Jumping upon deck, Barton addressed his men: “Fight on,” he said, “my brave hearts; I am a little wounded, but not slain. I will but rest awhile, and then rise and fight again; meantime, stand fast by St. Andrew’s cross;” meaning the flag of Scotland.

                        “Fight on, my men,” Sir Andrew sayes,
                              “A little I’m hurt, but yett not slaine,
                        I’le but lye donne and bleede awhile,
                              And then I’le rise and fight againe.
                        Fight on, my men,” Sir Andrew sayes,
                              “And never flinche before the foe;
                        And stand fast by St. Andrewe’s cross,
                              Until you heare my whistle blow.”

                        They never hears his whistle blow,
                              Which made their hearts waxe sore adread,
                        Then Horseley sayd, “Aboard, my lord,
                              For well I wott Sir Andrew’s dead.”
                        They boarded then his noble shipp,
                              They boarded it with might and maine,
                        Eighteen score Scotts alive they found,
                              The rest were either maimed or slaine.

                        Lord Howard tooke a sword in hand,
                              And off he smote Sir Andrewe’s head,
                        “I must ha’ left England many a daye,
                              If thou were alive as thou art dead.”
                        He caused his bodye to be cast,
                              Over the hatchborde into the sea,
                        And about his middle three hundred crownes,
                              “Wherever thou land this will bury thee.”

      Barton’s ship, the Lion, thus captured, was carried into the Thames, and became the second man-of-war in the English navy.

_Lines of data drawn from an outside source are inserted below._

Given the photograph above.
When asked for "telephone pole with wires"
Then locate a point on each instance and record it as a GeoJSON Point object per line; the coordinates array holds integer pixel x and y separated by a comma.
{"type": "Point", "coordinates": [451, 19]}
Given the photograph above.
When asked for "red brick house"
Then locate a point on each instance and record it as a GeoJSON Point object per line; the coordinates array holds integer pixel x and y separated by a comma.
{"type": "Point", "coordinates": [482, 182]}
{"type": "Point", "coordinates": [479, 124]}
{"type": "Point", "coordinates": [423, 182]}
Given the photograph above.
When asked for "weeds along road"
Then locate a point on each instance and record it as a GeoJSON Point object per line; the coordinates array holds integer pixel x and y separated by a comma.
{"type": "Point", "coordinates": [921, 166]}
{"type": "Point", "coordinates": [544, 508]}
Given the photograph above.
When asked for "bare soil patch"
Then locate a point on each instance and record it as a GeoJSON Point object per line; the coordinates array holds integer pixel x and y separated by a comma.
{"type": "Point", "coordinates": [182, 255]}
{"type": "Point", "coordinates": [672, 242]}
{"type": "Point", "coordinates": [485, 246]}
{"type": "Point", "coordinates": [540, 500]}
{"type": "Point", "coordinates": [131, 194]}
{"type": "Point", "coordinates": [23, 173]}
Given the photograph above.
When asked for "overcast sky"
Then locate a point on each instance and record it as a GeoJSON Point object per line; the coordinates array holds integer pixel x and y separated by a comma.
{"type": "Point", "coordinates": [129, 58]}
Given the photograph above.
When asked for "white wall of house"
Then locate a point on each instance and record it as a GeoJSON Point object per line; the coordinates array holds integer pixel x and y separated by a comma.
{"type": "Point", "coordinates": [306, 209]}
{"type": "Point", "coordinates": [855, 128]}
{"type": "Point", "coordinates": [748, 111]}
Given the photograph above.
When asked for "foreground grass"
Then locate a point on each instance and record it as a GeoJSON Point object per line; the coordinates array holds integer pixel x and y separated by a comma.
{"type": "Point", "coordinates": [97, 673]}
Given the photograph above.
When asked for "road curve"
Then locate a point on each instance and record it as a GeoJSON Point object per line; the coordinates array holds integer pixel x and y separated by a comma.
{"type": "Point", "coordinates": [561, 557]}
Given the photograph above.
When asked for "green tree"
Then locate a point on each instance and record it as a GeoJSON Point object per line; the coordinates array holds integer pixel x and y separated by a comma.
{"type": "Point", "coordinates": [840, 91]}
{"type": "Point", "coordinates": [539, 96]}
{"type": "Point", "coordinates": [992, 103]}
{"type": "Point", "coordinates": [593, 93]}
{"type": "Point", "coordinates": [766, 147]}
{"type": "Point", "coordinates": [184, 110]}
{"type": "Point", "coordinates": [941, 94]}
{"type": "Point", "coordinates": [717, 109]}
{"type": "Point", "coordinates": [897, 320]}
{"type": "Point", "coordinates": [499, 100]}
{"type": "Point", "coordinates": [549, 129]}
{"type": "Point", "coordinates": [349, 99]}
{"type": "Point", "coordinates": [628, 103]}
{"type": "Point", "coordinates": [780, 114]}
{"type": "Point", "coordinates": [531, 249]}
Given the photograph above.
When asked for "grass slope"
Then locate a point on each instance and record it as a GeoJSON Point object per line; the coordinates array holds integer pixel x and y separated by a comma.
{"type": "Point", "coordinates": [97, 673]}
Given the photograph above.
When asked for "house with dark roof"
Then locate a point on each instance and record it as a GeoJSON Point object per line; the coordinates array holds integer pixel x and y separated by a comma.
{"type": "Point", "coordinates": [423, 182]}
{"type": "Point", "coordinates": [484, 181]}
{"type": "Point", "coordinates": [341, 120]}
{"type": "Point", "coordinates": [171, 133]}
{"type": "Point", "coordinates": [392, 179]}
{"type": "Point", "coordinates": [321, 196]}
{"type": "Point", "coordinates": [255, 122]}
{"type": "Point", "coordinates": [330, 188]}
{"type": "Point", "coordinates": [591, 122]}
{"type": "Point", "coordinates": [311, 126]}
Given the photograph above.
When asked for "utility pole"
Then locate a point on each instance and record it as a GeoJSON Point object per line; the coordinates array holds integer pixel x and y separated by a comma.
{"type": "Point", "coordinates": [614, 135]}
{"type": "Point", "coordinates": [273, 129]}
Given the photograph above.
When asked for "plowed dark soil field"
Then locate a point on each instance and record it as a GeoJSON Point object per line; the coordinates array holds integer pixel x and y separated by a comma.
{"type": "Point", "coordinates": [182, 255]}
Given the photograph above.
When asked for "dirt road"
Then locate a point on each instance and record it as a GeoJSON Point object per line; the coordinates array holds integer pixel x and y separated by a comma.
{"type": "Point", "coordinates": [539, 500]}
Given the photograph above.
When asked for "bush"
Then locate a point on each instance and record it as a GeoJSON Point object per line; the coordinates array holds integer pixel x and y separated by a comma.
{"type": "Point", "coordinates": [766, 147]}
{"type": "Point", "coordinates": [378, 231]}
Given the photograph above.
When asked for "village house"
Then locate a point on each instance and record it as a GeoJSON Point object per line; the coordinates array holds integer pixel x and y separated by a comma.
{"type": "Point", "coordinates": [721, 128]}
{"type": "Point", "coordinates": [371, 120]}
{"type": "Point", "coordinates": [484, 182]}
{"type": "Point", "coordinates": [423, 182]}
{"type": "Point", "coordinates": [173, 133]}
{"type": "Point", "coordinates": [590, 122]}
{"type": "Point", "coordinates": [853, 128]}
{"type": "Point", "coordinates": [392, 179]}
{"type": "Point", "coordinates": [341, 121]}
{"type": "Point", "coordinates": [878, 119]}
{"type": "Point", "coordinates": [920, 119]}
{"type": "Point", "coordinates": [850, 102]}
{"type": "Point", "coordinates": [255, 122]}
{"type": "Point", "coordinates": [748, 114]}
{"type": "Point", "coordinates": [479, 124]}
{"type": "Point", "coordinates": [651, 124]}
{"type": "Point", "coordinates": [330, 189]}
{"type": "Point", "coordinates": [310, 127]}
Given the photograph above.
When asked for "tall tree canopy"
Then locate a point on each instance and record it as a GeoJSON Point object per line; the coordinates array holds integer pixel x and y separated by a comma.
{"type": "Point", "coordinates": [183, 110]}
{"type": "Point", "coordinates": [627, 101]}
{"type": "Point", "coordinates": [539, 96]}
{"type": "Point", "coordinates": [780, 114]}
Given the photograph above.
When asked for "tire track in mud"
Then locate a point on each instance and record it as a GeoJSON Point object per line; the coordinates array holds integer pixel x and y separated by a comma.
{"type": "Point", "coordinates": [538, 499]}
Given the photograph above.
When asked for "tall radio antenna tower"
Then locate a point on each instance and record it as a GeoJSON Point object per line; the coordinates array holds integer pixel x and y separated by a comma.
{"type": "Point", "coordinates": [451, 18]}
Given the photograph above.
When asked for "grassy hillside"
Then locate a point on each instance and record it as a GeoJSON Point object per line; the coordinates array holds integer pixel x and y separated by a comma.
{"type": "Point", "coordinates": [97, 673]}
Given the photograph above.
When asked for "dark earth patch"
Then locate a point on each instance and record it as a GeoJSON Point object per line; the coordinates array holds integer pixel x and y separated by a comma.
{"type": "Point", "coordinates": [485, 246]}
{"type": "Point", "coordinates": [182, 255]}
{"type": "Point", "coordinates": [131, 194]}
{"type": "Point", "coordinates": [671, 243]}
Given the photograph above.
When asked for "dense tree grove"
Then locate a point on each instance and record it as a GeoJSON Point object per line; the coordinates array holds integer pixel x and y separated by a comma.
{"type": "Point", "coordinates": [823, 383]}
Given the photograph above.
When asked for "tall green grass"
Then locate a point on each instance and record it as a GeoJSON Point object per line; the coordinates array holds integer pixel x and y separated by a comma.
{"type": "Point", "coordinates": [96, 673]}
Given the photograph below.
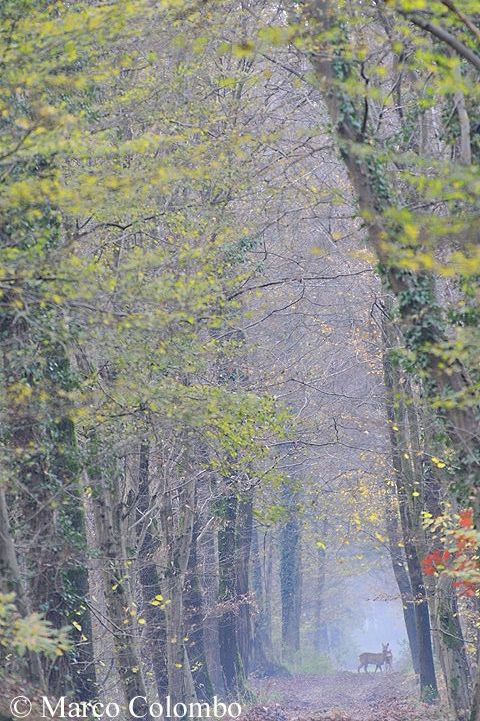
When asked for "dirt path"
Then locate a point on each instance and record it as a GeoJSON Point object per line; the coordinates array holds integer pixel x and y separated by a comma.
{"type": "Point", "coordinates": [343, 697]}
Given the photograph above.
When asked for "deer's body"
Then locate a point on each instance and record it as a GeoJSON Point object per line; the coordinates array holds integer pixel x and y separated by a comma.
{"type": "Point", "coordinates": [377, 659]}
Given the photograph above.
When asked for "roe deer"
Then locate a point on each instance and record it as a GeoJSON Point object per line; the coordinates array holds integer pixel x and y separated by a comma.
{"type": "Point", "coordinates": [375, 658]}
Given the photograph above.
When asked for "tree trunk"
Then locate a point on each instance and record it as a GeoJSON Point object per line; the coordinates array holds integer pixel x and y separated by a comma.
{"type": "Point", "coordinates": [428, 683]}
{"type": "Point", "coordinates": [194, 621]}
{"type": "Point", "coordinates": [290, 577]}
{"type": "Point", "coordinates": [230, 655]}
{"type": "Point", "coordinates": [403, 582]}
{"type": "Point", "coordinates": [118, 598]}
{"type": "Point", "coordinates": [148, 576]}
{"type": "Point", "coordinates": [243, 543]}
{"type": "Point", "coordinates": [453, 655]}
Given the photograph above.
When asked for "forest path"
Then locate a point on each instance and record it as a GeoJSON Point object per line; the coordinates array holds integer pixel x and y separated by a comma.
{"type": "Point", "coordinates": [345, 696]}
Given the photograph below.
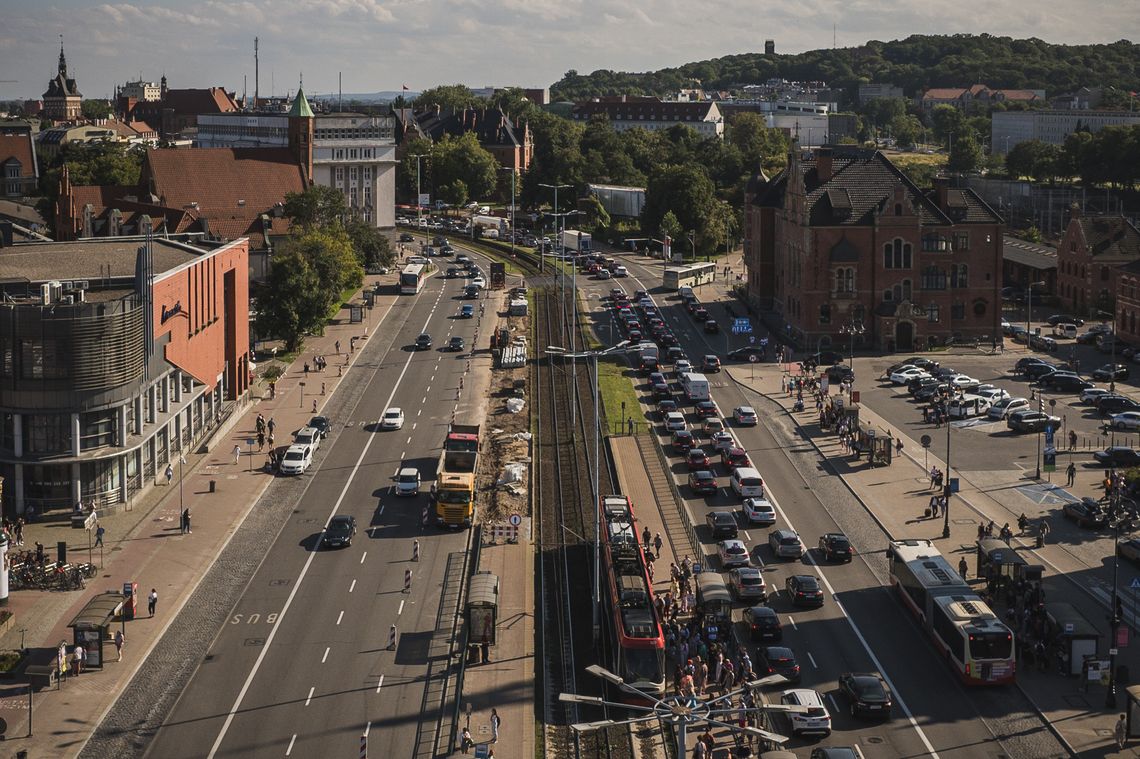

The Great Harry, which had been built only seven years before, namely in 1504, was properly speaking the first. On this celebrated ship Henry the Seventh expended  £14,000, a great sum in those days, equivalent to the coast of a modern ship of the line. With that monarch the rise of a royal navy in England is said to have originated. Before his time, when the king wanted a fleet, the five ports, then the largest in England, and still called the Cinque Ports, furnished a certain equipment of ships and men; vessels were also hired from merchants, and manned and armed for war. Ambitious of being independent of the irregular navy derived from such various and uncertain sources, Henry paid great attention to the building of large ships exclusively for warlike purposes, and he took care to keep them in a highly efficient and progressive state. His son, Henry the Eighth, caused to be constructed the then largest English ship, called Henry Grace de Dieu, or the Great Harry, after the ship of the same name, built by his father. This is said to have been the first ship which had four masts, and was considered the wonder of the sixteenth century.

      Thus died Andrew Barton, With King James he was a personal favourite, and he sent a herald to King Henry to demand redress for the death of his ablest officer, and the loss of his ships; but Henry returned no milder answer than that the fate of pirates ought never to be a matter of dispute among princes. He, however, after a short imprisonment dismissed Barton’s crew, with a small sum each to defray their homeward charges. This affair was one of the remote causes of the disastrous battle of Flodden, in which James the Fourth was slain. – Tyler’s History of Scotland, vol. v. – Scott’s Tales of a Grandfather. – Percy’s Reliques of Ancient English Poetry.